Doch Jessica kam ihm zuvor. »Da ist eine riesengroße Autorennbahn mit Boxen und Tankstellen und Tribünen. Und ganz viele Autos sind da, und Flugzeuge, und Drachen und ein Computer mit Spielen…«

»Ach so, das meinst du.« Johannes wischte sich heimlich den Schweiß von der Stirn. »Das gehört alles dem Jungen, der hier wohnt.«

»Wohnt? Du meinst, der hier gewohnt hat, bevor du gekommen bist«, versuchte Jessi richtigzustellen. »Und die Kleider, die in dem Zimmer mit den vielen Schränken hängen, gehören sicher seinen Eltern.«

»So ist es«, bestätigte Johannes aufatmend. Er resignierte, denn er fand einfach nicht den Mut zur Wahrheit.

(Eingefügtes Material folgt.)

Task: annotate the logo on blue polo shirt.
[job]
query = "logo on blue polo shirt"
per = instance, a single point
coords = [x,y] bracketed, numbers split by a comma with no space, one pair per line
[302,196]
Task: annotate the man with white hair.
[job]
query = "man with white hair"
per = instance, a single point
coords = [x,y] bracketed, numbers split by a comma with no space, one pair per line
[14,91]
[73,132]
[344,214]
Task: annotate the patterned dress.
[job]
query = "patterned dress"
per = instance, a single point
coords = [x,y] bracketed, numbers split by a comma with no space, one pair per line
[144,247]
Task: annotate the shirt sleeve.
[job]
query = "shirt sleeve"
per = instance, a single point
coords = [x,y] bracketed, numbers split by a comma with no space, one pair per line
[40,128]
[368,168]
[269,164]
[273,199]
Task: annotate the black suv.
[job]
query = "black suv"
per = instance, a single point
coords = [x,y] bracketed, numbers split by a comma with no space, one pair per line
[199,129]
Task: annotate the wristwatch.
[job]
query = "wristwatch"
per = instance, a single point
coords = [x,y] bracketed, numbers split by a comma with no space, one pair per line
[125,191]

»Darf ich mit den Sachen spielen?« Jessi hüpfte ungeduldig neben ihrem Vater auf und ab. Für sie war das alles wie ein aufregendes Abenteuer.

Für Johannes war es das noch mehr, denn bei ihm kamen noch quälende Gewissensbisse hinzu, von denen seine kleine Tochter keine Ahnung hatte. »Du darfst nur nichts verändern. Stelle alles wieder an denselben Platz zurück.«

»Wieso? Kommt der Junge denn zurück?«

»Schon möglich«, antwortete Roteck ausweichend. Heimlich schalt er sich selbst als feige. Je länger er das blöde Spiel mitmachte, um so mehr schwand seine Selbstachtung.

»Dann könnte ich ja mit ihm spielen«, freute sich Jessi, die sich über die Hintergründe keine Gedanken machte. »Was meinst du, wann er kommt?« Roteck seufzte. »Weiß ich nicht.« Er stand den Fragen des Kindes sonst gerne Rede und Antwort, doch dieses Thema war ihm mehr als unangenehm.

»Ich werde Angela fragen«, entschied Jessi und wirbelte davon.

»Laß das lieber«, rief ihr der Vater nach.

*

»Wer ist das auf dem Bild?« Jessica stand vor einem Gemälde im Wohnraum und sah kritisch zu dem schweren vergoldeten Rahmen auf.

Nur flüchtig sah Johannes hin. »Das ist Schubart«, gab er Auskunft.

»Der, dem die vielen Anzüge gehören?« Jessica sah ihren Vater leicht nicken und verzog das hübsche Gesichtchen. »Den mag ich nicht.«

Roteck hätte ihr gerne zugestimmt, unterdrückte diesen Wunsch aber. Das Telefon läutete gerade, und er nahm arglos ab. Eine Woche lang wohnte er bereits mit Jessica im Herrenhaus. Während dieser Zeit waren einige Anrufe für Schubart gekommen. Er hatte die Geschäftsfreunde und auch Lola vertröstet. Doch diesmal wollte niemand wissen, wann die Familie wieder zurückkam. Diesmal war der Chef selbst dran.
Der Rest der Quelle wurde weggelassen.